When you're new to SQL, you're not familiar with all the different ways that an expression can be stated or simplified. So it's perfectly fine to create a seemingly verbose and clumsy sequence of otherwise simple statements.
For example, if asked to find all rows in which the year
is from 2012 to 2014, and where the name
is either 'John'
or 'Lisa'
, you might write this out:
SELECT * FROM baby_names
WHERE name = 'John' AND year = 2012
OR name = 'John' AND year = 2013
OR name = 'John' AND year = 2014
OR name = 'Lisa' AND year = 2012
OR name = 'Lisa' AND year = 2013
OR name = 'Lisa' AND year = 2014;
But thinking through the logic, you might simplify it like this:
SELECT * FROM baby_names
WHERE (name = 'John' OR name = 'Lisa')
AND (year = 2012 OR year = 2013 OR year = 2014);
A bit of mathematical simplification:
SELECT * FROM baby_names
WHERE (name = 'John' OR name = 'Lisa')
AND (year >= 2012 AND year <= 2014);
You may choose to use more SQL keywords as you learn them, though at this point, the difference is pretty much cosmetic:
SELECT * FROM baby_names
WHERE name IN ('John', 'Lisa')
AND year BETWEEN 2012 AND 2014;
In general, it's best to keep things simple and not overthink them.
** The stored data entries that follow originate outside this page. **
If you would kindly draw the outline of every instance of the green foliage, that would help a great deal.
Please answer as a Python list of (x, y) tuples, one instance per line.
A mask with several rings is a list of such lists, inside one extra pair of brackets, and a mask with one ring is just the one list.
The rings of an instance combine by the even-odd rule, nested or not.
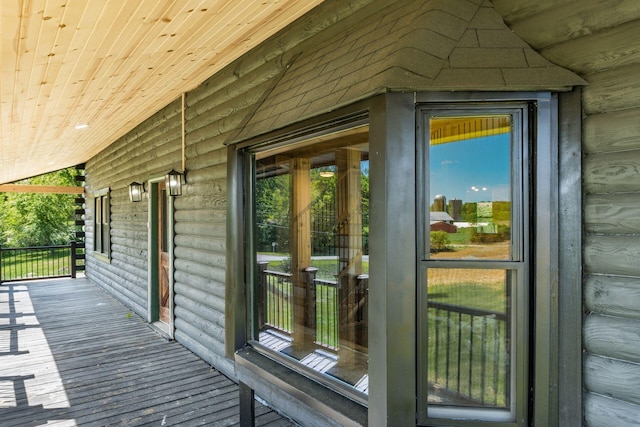
[[(322, 169), (311, 170), (311, 223), (313, 255), (333, 255), (334, 236), (338, 232), (336, 224), (337, 175), (323, 177)], [(334, 172), (334, 171), (333, 171)]]
[(471, 243), (497, 243), (511, 239), (511, 227), (498, 224), (495, 228), (495, 233), (480, 233), (476, 229), (472, 229)]
[(449, 249), (449, 233), (446, 231), (432, 231), (429, 233), (431, 252), (443, 252)]
[(285, 257), (277, 262), (278, 266), (276, 271), (282, 271), (283, 273), (291, 273), (291, 257)]
[(511, 202), (493, 202), (493, 220), (495, 222), (510, 222)]
[[(18, 182), (75, 186), (75, 168)], [(0, 195), (0, 245), (11, 247), (66, 244), (73, 233), (74, 196), (48, 193)]]
[(476, 223), (478, 221), (478, 204), (475, 202), (468, 202), (462, 205), (462, 220), (470, 223)]
[(259, 251), (289, 251), (290, 177), (273, 176), (256, 182), (256, 242)]
[[(338, 175), (320, 176), (321, 170), (311, 170), (311, 223), (313, 255), (336, 255), (337, 180)], [(369, 253), (369, 171), (360, 174), (362, 196), (363, 253)], [(256, 180), (256, 249), (260, 252), (290, 252), (291, 177), (288, 174)], [(276, 244), (275, 248), (273, 243)]]
[(360, 174), (360, 192), (362, 193), (362, 253), (369, 253), (369, 169)]

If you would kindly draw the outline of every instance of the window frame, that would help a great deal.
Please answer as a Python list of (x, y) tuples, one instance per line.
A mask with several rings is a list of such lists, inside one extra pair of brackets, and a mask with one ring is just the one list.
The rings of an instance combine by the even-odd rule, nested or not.
[[(227, 270), (225, 356), (235, 361), (238, 380), (263, 395), (278, 396), (278, 407), (286, 412), (310, 414), (340, 413), (340, 419), (370, 423), (391, 419), (394, 425), (418, 425), (416, 378), (417, 337), (417, 224), (415, 206), (416, 108), (431, 103), (528, 102), (537, 109), (532, 116), (532, 134), (537, 151), (531, 161), (537, 165), (533, 179), (537, 188), (532, 200), (542, 212), (537, 232), (545, 245), (534, 245), (532, 260), (544, 286), (536, 287), (535, 324), (530, 357), (535, 360), (530, 383), (529, 421), (533, 426), (579, 423), (581, 401), (581, 92), (405, 92), (373, 96), (350, 107), (304, 120), (269, 134), (242, 142), (232, 141), (227, 149)], [(304, 135), (326, 128), (354, 111), (368, 112), (370, 118), (370, 293), (369, 309), (378, 316), (370, 319), (369, 406), (364, 407), (332, 392), (316, 382), (283, 368), (282, 365), (247, 347), (249, 301), (246, 284), (244, 217), (246, 159), (242, 150), (264, 141), (278, 143), (283, 135)], [(544, 141), (544, 143), (541, 143)], [(561, 167), (560, 167), (561, 166)], [(541, 185), (544, 183), (544, 185)], [(560, 197), (561, 196), (561, 197)], [(397, 206), (405, 206), (398, 211)], [(412, 230), (403, 224), (411, 223)], [(393, 239), (388, 237), (393, 236)], [(558, 239), (563, 246), (559, 247)], [(402, 254), (399, 256), (398, 254)], [(407, 261), (406, 258), (411, 258)], [(375, 272), (374, 272), (375, 269)], [(559, 285), (559, 281), (562, 285)], [(402, 330), (402, 334), (385, 334)], [(372, 335), (373, 334), (373, 335)], [(393, 363), (387, 363), (393, 361)], [(533, 365), (533, 363), (532, 363)], [(560, 371), (560, 372), (559, 372)], [(313, 390), (313, 391), (310, 391)], [(349, 402), (353, 405), (349, 406)], [(343, 405), (344, 404), (344, 405)], [(302, 408), (308, 405), (311, 412)], [(302, 406), (302, 407), (301, 407)], [(338, 408), (339, 406), (339, 408)], [(329, 416), (329, 415), (327, 415)], [(332, 419), (338, 419), (330, 415)], [(364, 423), (366, 421), (361, 421)], [(476, 422), (487, 426), (491, 423)]]
[(94, 256), (105, 262), (111, 262), (111, 190), (109, 188), (94, 192), (93, 212)]
[[(504, 426), (517, 426), (516, 420), (527, 418), (527, 390), (529, 384), (529, 357), (527, 342), (529, 337), (529, 269), (530, 269), (530, 135), (529, 113), (531, 104), (524, 102), (485, 102), (474, 105), (467, 103), (428, 103), (416, 108), (416, 185), (417, 209), (417, 331), (418, 331), (418, 420), (426, 424), (447, 423), (450, 425), (469, 425), (469, 422), (494, 422)], [(429, 203), (434, 199), (430, 194), (430, 121), (438, 117), (470, 117), (470, 116), (510, 116), (512, 131), (510, 134), (510, 200), (511, 200), (511, 242), (510, 257), (492, 260), (467, 260), (456, 258), (434, 259), (429, 253)], [(430, 269), (498, 269), (504, 270), (507, 282), (513, 286), (507, 291), (510, 294), (510, 343), (511, 361), (510, 385), (512, 392), (508, 409), (488, 407), (439, 406), (427, 403), (428, 389), (426, 384), (429, 354), (428, 342), (428, 298), (427, 272)], [(515, 338), (515, 339), (514, 339)], [(467, 420), (462, 421), (464, 418)]]
[[(314, 139), (326, 139), (330, 138), (332, 134), (339, 133), (340, 131), (356, 129), (363, 126), (369, 126), (369, 119), (365, 113), (360, 112), (347, 117), (343, 117), (336, 121), (331, 121), (322, 124), (317, 129), (306, 129), (304, 132), (291, 133), (289, 135), (284, 134), (272, 140), (263, 141), (260, 144), (254, 146), (248, 146), (243, 149), (244, 158), (244, 186), (245, 186), (245, 206), (247, 207), (245, 213), (245, 230), (246, 230), (246, 249), (245, 259), (255, 260), (255, 236), (256, 236), (256, 221), (255, 221), (255, 175), (256, 175), (256, 157), (269, 155), (270, 152), (276, 151), (286, 154), (289, 152), (289, 148), (295, 149), (299, 144), (306, 144)], [(362, 405), (367, 405), (367, 395), (357, 391), (354, 387), (343, 383), (339, 379), (332, 379), (326, 374), (320, 373), (312, 368), (309, 368), (301, 363), (296, 362), (292, 358), (286, 357), (283, 354), (274, 351), (259, 342), (258, 332), (260, 325), (258, 324), (258, 298), (256, 297), (256, 275), (257, 271), (254, 265), (251, 263), (247, 265), (246, 277), (247, 277), (247, 344), (253, 347), (257, 352), (264, 354), (265, 356), (276, 360), (289, 369), (296, 371), (302, 375), (308, 376), (318, 383), (328, 387), (329, 389), (347, 396), (355, 402)]]
[[(570, 305), (580, 304), (581, 291), (579, 278), (581, 267), (575, 257), (579, 256), (571, 250), (563, 251), (559, 247), (558, 236), (569, 230), (580, 228), (580, 213), (575, 219), (563, 218), (560, 213), (575, 209), (580, 205), (579, 183), (576, 172), (580, 173), (579, 156), (580, 139), (576, 136), (579, 131), (571, 129), (570, 122), (561, 122), (561, 114), (572, 114), (577, 117), (579, 111), (579, 96), (574, 91), (570, 94), (554, 94), (552, 92), (505, 92), (505, 93), (419, 93), (416, 96), (418, 105), (434, 103), (455, 103), (482, 105), (490, 102), (525, 102), (529, 109), (530, 134), (535, 150), (531, 153), (530, 179), (535, 188), (532, 190), (530, 203), (534, 206), (530, 221), (535, 226), (535, 241), (531, 242), (531, 262), (533, 266), (531, 279), (531, 303), (533, 309), (530, 316), (530, 347), (528, 349), (531, 360), (529, 366), (529, 413), (526, 419), (519, 420), (523, 425), (533, 423), (535, 426), (559, 425), (558, 420), (574, 418), (567, 417), (560, 409), (560, 402), (564, 405), (571, 403), (581, 407), (580, 394), (561, 397), (559, 390), (575, 391), (581, 388), (581, 376), (562, 377), (560, 366), (570, 367), (573, 372), (580, 372), (575, 363), (581, 346), (575, 346), (580, 341), (581, 323), (575, 318), (567, 319), (561, 324), (560, 319), (564, 310)], [(579, 92), (578, 92), (579, 93)], [(559, 98), (564, 105), (559, 105)], [(534, 107), (534, 108), (532, 108)], [(566, 119), (565, 119), (566, 120)], [(575, 167), (573, 171), (563, 171), (560, 160)], [(563, 167), (565, 163), (563, 163)], [(565, 184), (567, 188), (565, 189)], [(565, 190), (566, 197), (560, 198), (560, 192)], [(567, 234), (565, 234), (567, 236)], [(567, 243), (579, 240), (579, 233), (571, 236)], [(560, 267), (564, 277), (567, 274), (573, 280), (567, 281), (566, 290), (560, 295), (559, 286)], [(571, 273), (569, 273), (571, 272)], [(560, 296), (559, 296), (560, 295)], [(563, 340), (568, 339), (572, 345), (564, 346)], [(559, 353), (561, 352), (561, 353)], [(573, 359), (572, 359), (573, 356)], [(573, 362), (571, 361), (573, 360)], [(578, 359), (579, 360), (579, 356)], [(491, 424), (491, 422), (489, 422)], [(462, 425), (486, 425), (483, 421), (470, 421)], [(562, 425), (562, 424), (560, 424)]]
[(253, 246), (254, 238), (245, 209), (245, 196), (253, 191), (246, 179), (251, 171), (248, 149), (259, 150), (265, 146), (276, 148), (309, 139), (312, 135), (327, 135), (368, 124), (370, 114), (371, 100), (357, 102), (266, 135), (230, 143), (227, 148), (225, 356), (235, 362), (237, 380), (243, 388), (273, 396), (275, 400), (272, 399), (272, 403), (279, 410), (302, 419), (333, 420), (340, 425), (365, 425), (370, 415), (367, 406), (274, 361), (248, 345), (249, 331), (253, 327), (248, 317), (253, 304), (248, 284), (255, 281), (255, 270), (246, 268), (247, 262), (253, 260), (247, 248)]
Use what feels comfortable to you. After a bit of experience writing SQL, the first example will instinctively feel too much work. The last example may seem simple, but me personally, I constantly forget the proper syntax for using BETWEEN
– so >=
and <=
is good enough for me.
In the end, the logic is the logic. Rather than worry about memorizing best practices of syntax and style, make sure you can at least express in plain English what you want to find.